Since 1982 the 29th of April has been celebrated as International Dance Day. It was on this day in 1727 that Jean-Georges Noverre was born in Paris. He went on to be a pioneering ballet master at the Opéra Comique. He was the choreographer of over 100 ballets although they have all been lost; the technique for recording dance steps had not then been devised. It was he who developed the ballet into an art form; previously in had just been a showcase for feats of acrobatic agility. It was contrary to their father’s wishes that Jean-Georges and his brother went in the world of dance. He would much rather they had followed him into the army.

Though Jean-Georges is the most famous member of this dancing family, it is his younger brother Augustine who I wish to base this blog on. The two brothers came to England in 1755, but it was while performing a series of engagements in the London theatres that war broke out between England and France. During a fracas on stage Augustin drew his sword to defend himself. Thinking he had killed his assailant he fled to Norwich, where the Huguenot community made the Frenchman feel at home.

It was in this way that the association between the Norwich and the Noverre family began.
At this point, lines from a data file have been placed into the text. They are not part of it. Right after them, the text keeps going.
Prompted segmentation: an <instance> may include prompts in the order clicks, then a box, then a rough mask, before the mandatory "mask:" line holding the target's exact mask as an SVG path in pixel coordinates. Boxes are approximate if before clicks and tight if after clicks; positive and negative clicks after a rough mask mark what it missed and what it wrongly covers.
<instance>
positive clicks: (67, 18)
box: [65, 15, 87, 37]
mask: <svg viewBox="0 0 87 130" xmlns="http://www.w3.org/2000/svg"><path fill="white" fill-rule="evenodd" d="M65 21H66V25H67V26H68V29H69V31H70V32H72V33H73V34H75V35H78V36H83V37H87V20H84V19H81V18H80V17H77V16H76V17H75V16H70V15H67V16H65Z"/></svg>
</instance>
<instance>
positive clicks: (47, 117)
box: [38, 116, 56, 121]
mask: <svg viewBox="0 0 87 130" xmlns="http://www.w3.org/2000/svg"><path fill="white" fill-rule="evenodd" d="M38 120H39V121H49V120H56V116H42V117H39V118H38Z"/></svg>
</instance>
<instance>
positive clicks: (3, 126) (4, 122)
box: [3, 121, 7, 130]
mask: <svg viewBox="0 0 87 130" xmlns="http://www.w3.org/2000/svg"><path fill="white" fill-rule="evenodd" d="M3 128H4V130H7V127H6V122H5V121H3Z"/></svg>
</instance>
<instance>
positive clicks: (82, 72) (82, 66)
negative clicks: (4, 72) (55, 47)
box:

While Jean-Georges returned to France Augustin settled in Norwich. He set up a School of Dance at the Assembly House in Norwich. His son continued as a dancing master but also became one of the first directors of the Norwich Union Insurance Society. Augustin’s daughter Jane Louisa married into the family that owned the Norwich Mercury newspaper. itself one of the first provincial newspapers in the land.



The Noverre bloodline has permeated down the generations of this Norfolk family. When I arrived at Gresham’s, Norfolk’s own public school, one of the first masters I met was Dick Bagnall-Oakeley, my geography teacher. Although I did not know it at the time he was a great-great- great grandson of Augustin Noverre. Indeed I wonder if he was even aware of the distant connection. Although he was a man of distinguished abilities, especially as a naturalist, I would not put dancing down as one.

Although the Noverre name has now died out in Norwich many of his descenants still live about the county. The Noverre Theatre, a cinema in Nowich, lasted until the last years of the 20th century. The name persists as that of a Gallery and Shop at the Assembly House.




One response

  1. Dick Bagnall-Oakley was an inspirational teacher who knew everything about ornithology and photography. He once gave me a light meter, which was pretty generous, even if it was an old one. But one pupil who got up his nose was James Dyson, who always mucked around in lessons and made smart-arse comments. Their mutual rudeness provided much amusement for the whole class.